Il les prit en alternance sans s’arrêter : coups de rein dans la chatte de sa tante, puis dans celle de sa mère. Les deux sœurs gémissaient et s’embrassaient entre elles, se touchant les seins. Il les mit toutes les deux à quatre, les culs rapprochés sur la table. D’abord il cracha dans le cul de Carolina et la lui enfonça lentement. Puis il changea et la lui enfonça à Lucía.
— Tu me déchires le cul, mon fils ! — criait-elle.
Il les baisait comme un mâle dominant, alternant les trous, leur tirant les cheveux, leur donnant des claques qui laissaient les fesses rouges. Quand il n’en put plus, il les fit s’agenouiller devant lui, toutes les deux côte à côte, les bouches ouvertes et les langues dehors. Il jouit dans un long grognement : des jets épais leur tombèrent sur le visage, sur la langue, sur les seins. Les sœurs se léchèrent entre elles, se passant la semence de bouche en bouche.
Quand ils eurent terminé, ils restèrent tous les trois haletants, en sueur.
Lucía regarda son fils avec un sourire sale.
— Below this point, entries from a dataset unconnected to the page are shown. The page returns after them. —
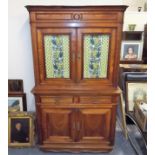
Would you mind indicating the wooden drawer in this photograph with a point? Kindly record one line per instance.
(56, 99)
(95, 99)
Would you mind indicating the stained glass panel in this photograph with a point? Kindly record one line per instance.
(96, 49)
(57, 56)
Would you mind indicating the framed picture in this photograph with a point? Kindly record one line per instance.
(135, 92)
(17, 102)
(131, 51)
(15, 85)
(21, 129)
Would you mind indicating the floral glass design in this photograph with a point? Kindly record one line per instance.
(57, 56)
(96, 49)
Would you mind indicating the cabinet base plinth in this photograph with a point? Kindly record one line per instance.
(76, 148)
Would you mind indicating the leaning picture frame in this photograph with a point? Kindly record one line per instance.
(20, 129)
(15, 85)
(131, 51)
(17, 102)
(136, 92)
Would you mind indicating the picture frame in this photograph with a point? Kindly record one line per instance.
(136, 92)
(17, 102)
(20, 129)
(15, 85)
(131, 51)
— Ce n’est que le début, Tomi. Tu as deux putes à la maison maintenant. Tu peux nous baiser quand tu veux.
Carolina essuya un reste de sperme sur sa joue.
— Et la prochaine fois, on veut que tu nous défonces toutes les deux en même temps. Sans pitié.
Tomás, encore la bite à moitié dure, sourit avec fierté.
— Je vais vous baiser tous les jours. Vous êtes à moi maintenant.
Les trois rirent doucement, complices et brûlants. Le dîner de famille s’était achevé en orgie interdite, et tous savaient que cette nuit marquait le début d’une nouvelle routine : le mâle dominant et ses deux putes, prêtes et avides d’être utilisées quand il le déciderait.